Students need to learn that:
Their nation was once occupied by Native Americans. British and European settlers established residency during the 1600s, and through war and migration pushed the native tribes off their native lands.
In 1619, the first of many slave ships arrived on America’s East Coast. The captured Africans aboard those ships became enslaved for life.
The United States became an independent nation in 1776. Its founding charter declared that “all men are created equal; that they are endowed by their Creator with certain unalienable rights; that among these are life, liberty, and the pursuit of happiness.” The author of those words, Thomas Jefferson, owned slaves and fathered slave children. Slavery survived after the American Revolution.

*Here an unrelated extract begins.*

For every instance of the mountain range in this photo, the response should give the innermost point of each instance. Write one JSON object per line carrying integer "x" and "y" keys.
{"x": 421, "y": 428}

A national abolitionist movement began during the 1830s led by both whites like William Lloyd Garrison and freed slaves like Frederick Douglass.
The 1857 Supreme Court decision Dred Scott v. Sandford stated that Black Americans, free or enslaved, were not citizens.
When Abraham Lincoln was elected President in 1860, he pledged only to limit the spread of American slavery, not to abolish it. But several slave states withdrew from the Union, and the Civil War began. Midway through the war, President Lincoln issued an Emancipation Proclamation that freed slaves in the rebellious states and invited Black men to serve in the Union army. More than 200,000 enlisted, a crucial supply of manpower at a pivotal point in the conflict.
The Union won the war. The Thirteenth Amendment to the United States Constitution outlawed slavery. Two subsequent amendments gave Black Americans citizenship with “equal protection of the law” and voting rights.
Racial discrimination and segregation endured. An 1896 Supreme Court decision, Plessy v. Ferguson, allowed segregation in public places such as train cars, restaurants, and hotels.
During World War II, Japanese Americans were taken from their homes and forced into internment camps for the duration of the war. A Supreme Court decision sanctioned the policy. Japanese Americans fought against the Nazis during the war.
After World War II, a civil rights effort commenced. In 1947, Jackie Robinson and Larry Doby integrated Major League Baseball. President Harry Truman integrated the U.S. armed forces, which had been segregated since the Civil War. The movement gained momentum during the 1950s. Its heroes included Rosa Parks and Martin Luther King.
A 1954 Supreme Court decision, Brown v. Board of Education of Topeka, Kansas, outlawed segregated public schools. The lawyer who successfully argued that case, Thurgood Marshall, became the first Black U.S. Supreme Court justice.
During the 1960s, President Lyndon Johnson, a Southerner, signed important civil rights legislation, such as the Civil Rights Act of 1964, which outlawed segregation in public places such as parks, hotels, and restaurants, and the Voting Rights Act of 1965.
During the 1960s, race riots erupted in Watts, California; Newark, New Jersey; and other cities.
In 2008, a Black candidate, Barack Obama, was elected President of the United States. During his campaign, there was an effort to derail his candidacy by spreading the lie that he was born in Kenya, which would make him ineligible for the American presidency. Donald Trump supported this effort.
Certainly there is more American racial history to convey to students than is listed here. High school students also need to read Black authors — Frederick Douglass, Richard Wright, James Baldwin, Toni Morrison. Would covering these events and authors constitute teaching critical race theory? Perhaps. But maybe studying race is just studying American history.